Pada bulan Agustus 1973, dengan semangat yang menggebu-gebu untuk mendapatkan pendidikan yang lebih tinggi, aku melanjutkan studi ke Kanada. Meskipun kemudian aku telah berhasil mencapai apa yang kurindukan, tapi bukan kepuasan yang kuperoleh, melainkan kekecewaan dan kehampaan saja yang kurasakan. Aku tidak mengerti, mengapa orang seperti aku yang berhasil masuk di universitas yang terkenal dan menyandang predikat murid terbaik, tidak dapat menutupi kehampaan hidup? Aku tidak mengetahui apa yang harus kutuntut lagi dan apa yang masih kurang dalam diriku?

Aku pernah dididik selama 10 tahun di sekolah Katolik, dan tentu aku banyak tahu tentang Tuhan. Tapi pada waktu itu, aku menganggap diri cukup baik, prestasi sekolah yang kucapai, sehingga aku merasa tidak memerlukan Juru Selamat. Apalagi setelah ditambah menerima pendidikan di luar negeri dan mengalami banyak sekali peristiwa di dalam kehidupanku, maka aku menganggap jika Tuhan itu memang ada, maka Ia pasti Tuhan yang kurang adil, kurang tulus, dan yang tidak diperlukan oleh umat manusia.

Ketika duduk di bangku tingkat dua, aku berkenalan dengan seorang ketua wanita persekutuan gereja.
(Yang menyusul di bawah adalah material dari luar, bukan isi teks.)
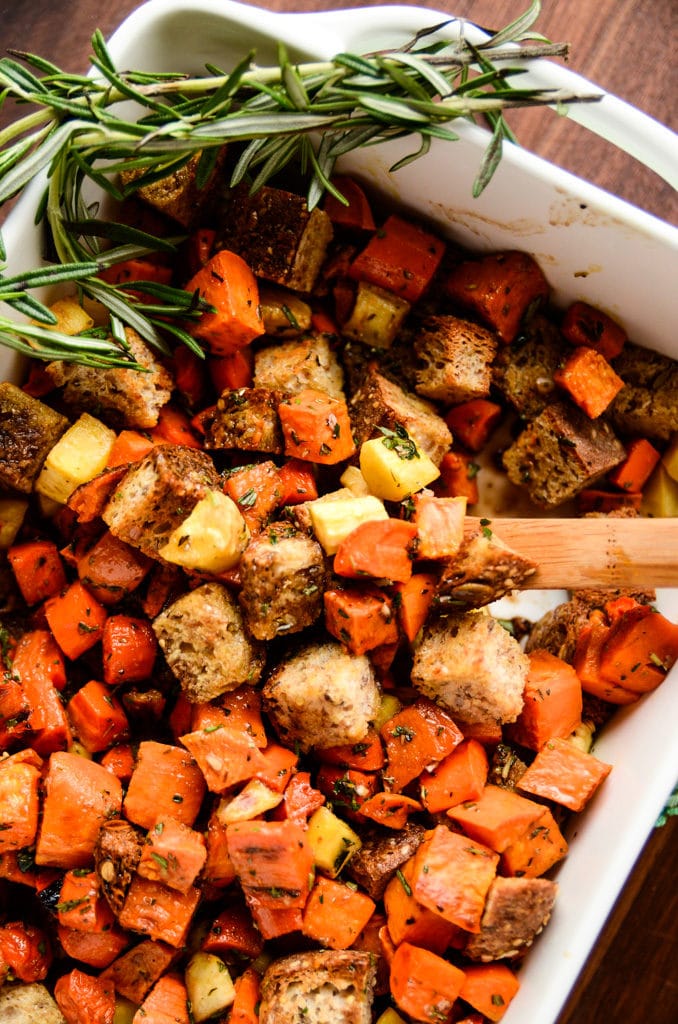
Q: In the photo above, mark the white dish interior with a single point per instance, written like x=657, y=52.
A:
x=591, y=246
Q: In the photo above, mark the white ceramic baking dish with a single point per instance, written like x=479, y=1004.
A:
x=591, y=246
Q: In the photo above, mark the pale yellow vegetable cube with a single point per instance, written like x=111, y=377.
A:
x=395, y=467
x=80, y=455
x=333, y=843
x=333, y=521
x=12, y=511
x=211, y=539
x=209, y=986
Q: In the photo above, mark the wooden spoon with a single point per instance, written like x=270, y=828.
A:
x=592, y=552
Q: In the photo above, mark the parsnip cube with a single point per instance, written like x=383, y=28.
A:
x=332, y=842
x=211, y=539
x=333, y=521
x=393, y=470
x=209, y=986
x=79, y=456
x=12, y=511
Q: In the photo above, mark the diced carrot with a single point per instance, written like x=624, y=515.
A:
x=335, y=913
x=389, y=809
x=584, y=325
x=489, y=988
x=589, y=380
x=472, y=422
x=414, y=601
x=346, y=787
x=299, y=800
x=368, y=755
x=200, y=246
x=297, y=482
x=354, y=212
x=563, y=773
x=552, y=701
x=501, y=288
x=38, y=569
x=89, y=500
x=245, y=1009
x=80, y=797
x=166, y=1004
x=189, y=375
x=273, y=858
x=159, y=911
x=540, y=848
x=97, y=949
x=315, y=427
x=173, y=854
x=81, y=904
x=226, y=284
x=112, y=569
x=460, y=776
x=97, y=718
x=408, y=921
x=84, y=998
x=19, y=801
x=119, y=760
x=129, y=445
x=256, y=491
x=417, y=736
x=452, y=875
x=231, y=372
x=129, y=649
x=639, y=650
x=166, y=781
x=362, y=620
x=136, y=971
x=458, y=477
x=39, y=667
x=633, y=473
x=225, y=757
x=424, y=985
x=76, y=619
x=26, y=949
x=401, y=257
x=277, y=767
x=173, y=427
x=234, y=932
x=497, y=818
x=380, y=548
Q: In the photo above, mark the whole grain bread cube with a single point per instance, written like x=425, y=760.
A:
x=299, y=364
x=483, y=570
x=127, y=397
x=157, y=494
x=647, y=404
x=283, y=577
x=515, y=911
x=29, y=429
x=247, y=419
x=322, y=696
x=560, y=453
x=523, y=371
x=381, y=402
x=323, y=986
x=206, y=643
x=472, y=667
x=276, y=235
x=455, y=358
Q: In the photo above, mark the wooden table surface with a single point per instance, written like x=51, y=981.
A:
x=628, y=47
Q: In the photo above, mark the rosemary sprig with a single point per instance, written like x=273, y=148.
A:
x=80, y=134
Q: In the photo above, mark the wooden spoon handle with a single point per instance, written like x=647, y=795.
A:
x=590, y=552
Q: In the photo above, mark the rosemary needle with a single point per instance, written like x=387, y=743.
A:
x=309, y=113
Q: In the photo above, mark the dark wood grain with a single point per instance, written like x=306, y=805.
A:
x=627, y=47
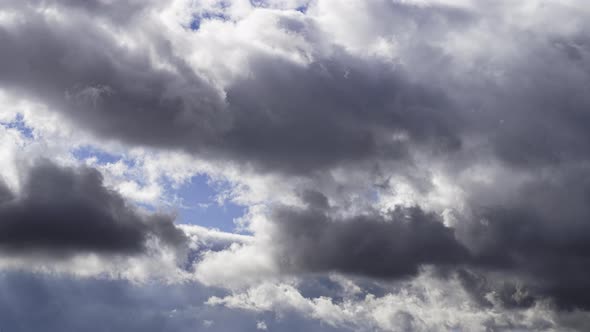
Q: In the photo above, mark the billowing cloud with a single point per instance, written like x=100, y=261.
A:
x=68, y=211
x=406, y=149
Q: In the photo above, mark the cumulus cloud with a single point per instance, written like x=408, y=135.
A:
x=368, y=139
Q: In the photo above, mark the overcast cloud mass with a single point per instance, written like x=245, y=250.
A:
x=288, y=165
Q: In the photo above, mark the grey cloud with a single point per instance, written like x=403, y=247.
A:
x=286, y=118
x=64, y=211
x=391, y=246
x=538, y=233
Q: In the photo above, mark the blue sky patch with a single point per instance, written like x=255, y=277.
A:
x=199, y=206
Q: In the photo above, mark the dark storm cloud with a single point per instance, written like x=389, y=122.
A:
x=391, y=246
x=540, y=233
x=62, y=211
x=529, y=110
x=333, y=112
x=286, y=118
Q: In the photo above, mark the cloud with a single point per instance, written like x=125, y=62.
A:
x=390, y=246
x=65, y=211
x=367, y=139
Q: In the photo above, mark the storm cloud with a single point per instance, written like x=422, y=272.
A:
x=65, y=211
x=373, y=140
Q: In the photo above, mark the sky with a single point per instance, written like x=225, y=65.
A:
x=294, y=165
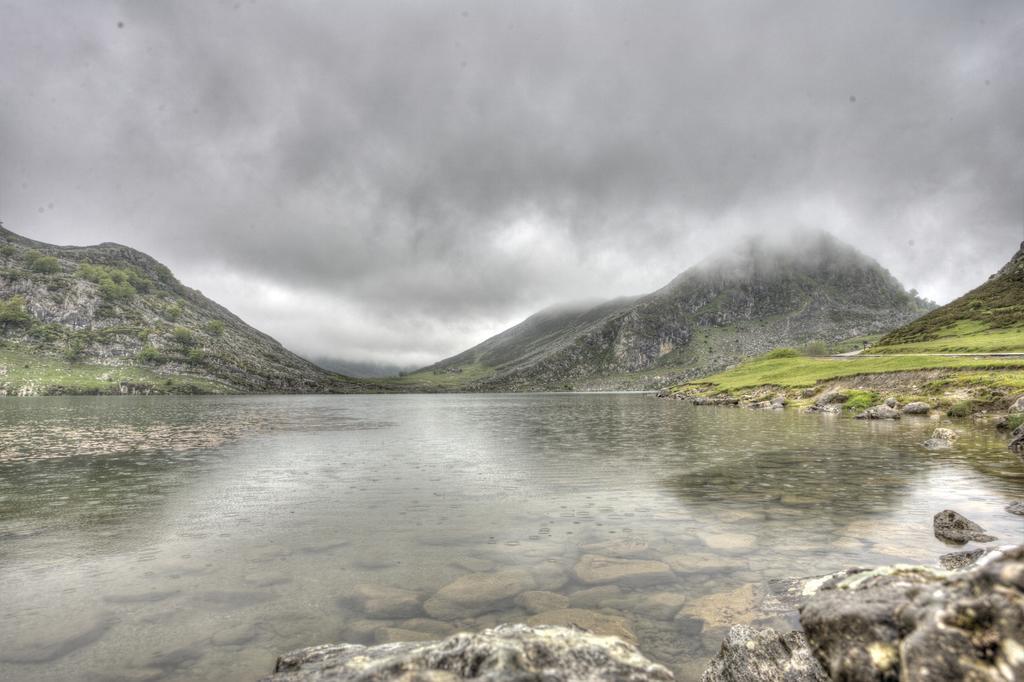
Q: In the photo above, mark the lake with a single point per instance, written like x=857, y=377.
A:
x=199, y=538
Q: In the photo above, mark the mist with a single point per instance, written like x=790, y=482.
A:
x=393, y=182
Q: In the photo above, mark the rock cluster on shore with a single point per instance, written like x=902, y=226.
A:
x=910, y=623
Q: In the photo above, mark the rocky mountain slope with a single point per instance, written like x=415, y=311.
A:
x=965, y=358
x=993, y=310
x=766, y=294
x=110, y=318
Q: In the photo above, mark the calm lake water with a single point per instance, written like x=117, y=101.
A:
x=197, y=539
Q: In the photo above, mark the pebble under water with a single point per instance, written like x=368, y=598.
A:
x=199, y=538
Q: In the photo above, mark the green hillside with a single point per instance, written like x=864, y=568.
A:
x=108, y=318
x=743, y=302
x=960, y=354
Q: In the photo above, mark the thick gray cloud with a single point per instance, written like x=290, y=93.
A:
x=392, y=181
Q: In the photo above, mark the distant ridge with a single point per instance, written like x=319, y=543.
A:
x=114, y=307
x=766, y=293
x=997, y=304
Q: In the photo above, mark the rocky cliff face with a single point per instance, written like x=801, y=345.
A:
x=114, y=306
x=996, y=304
x=765, y=295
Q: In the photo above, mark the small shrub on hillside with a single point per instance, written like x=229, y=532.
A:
x=13, y=312
x=781, y=352
x=115, y=284
x=962, y=409
x=148, y=354
x=814, y=349
x=37, y=262
x=184, y=336
x=76, y=348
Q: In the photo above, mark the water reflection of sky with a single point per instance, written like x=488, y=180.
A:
x=152, y=526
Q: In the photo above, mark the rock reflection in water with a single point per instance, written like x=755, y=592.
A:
x=198, y=539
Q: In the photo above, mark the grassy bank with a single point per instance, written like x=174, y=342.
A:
x=25, y=373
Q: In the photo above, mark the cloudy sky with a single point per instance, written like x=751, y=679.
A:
x=393, y=181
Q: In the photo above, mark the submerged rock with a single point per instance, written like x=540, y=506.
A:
x=957, y=529
x=595, y=569
x=724, y=608
x=965, y=559
x=477, y=593
x=916, y=408
x=941, y=438
x=595, y=622
x=381, y=601
x=749, y=654
x=918, y=624
x=880, y=412
x=506, y=652
x=537, y=601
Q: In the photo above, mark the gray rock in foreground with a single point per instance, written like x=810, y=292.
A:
x=916, y=408
x=916, y=624
x=956, y=528
x=506, y=653
x=880, y=412
x=749, y=654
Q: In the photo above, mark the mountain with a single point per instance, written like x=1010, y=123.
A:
x=765, y=294
x=361, y=370
x=110, y=318
x=989, y=318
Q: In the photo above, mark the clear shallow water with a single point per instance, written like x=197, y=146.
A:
x=182, y=539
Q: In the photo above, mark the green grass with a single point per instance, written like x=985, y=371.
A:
x=804, y=372
x=56, y=376
x=441, y=380
x=857, y=400
x=964, y=337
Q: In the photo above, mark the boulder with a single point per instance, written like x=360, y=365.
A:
x=749, y=654
x=595, y=569
x=916, y=408
x=538, y=601
x=506, y=652
x=918, y=624
x=880, y=412
x=958, y=560
x=941, y=438
x=477, y=593
x=957, y=529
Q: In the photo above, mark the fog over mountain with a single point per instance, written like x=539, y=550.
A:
x=394, y=182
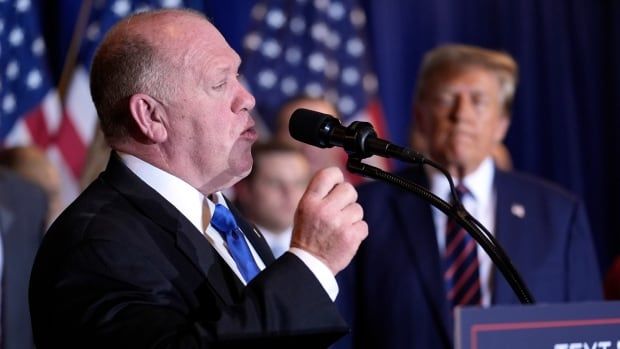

Ia membawaku untuk mengikuti persekutuan di gereja. Sambutan yang penuh dengan kehangatan dan kasih dari anggota persekutuan itu, tidak dapat meluluhkan hatiku. Bagiku, "Tuhan" hanya merupakan nama benda yang tidak ada hubungan apa-apa denganku.

Tapi pimpinan Tuhan sungguh ajaib! Di dalam suatu kesempatan, aku mendampingi seorang ibu tua untuk berobat, dan dokter yang merawat ibu ini dapat melihat tubuhku yang cacat. Memang aku tahu, tulang daguku tidak normal, tapi aku tidak menyangka hal tersebut dapat mengganggu kesehatan tubuhku. Setelah dokter tersebut menjelaskan keadaan kesehatanku dan mengusulkan agar segera dioperasi, otakku berubah menjadi kosong melompong. Aku benar-benar merasakan bahwa apa yang menimpa diriku tidak dapat ditangani dengan ketegaran kepribadian, dan kepintaran. Tahun itu juga, pada musim panas, aku menjalani operasi. Operasi kali ini bukan saja meluruskan tubuhku yang cacat, tapi juga meluruskan hubunganku dengan Tuhan.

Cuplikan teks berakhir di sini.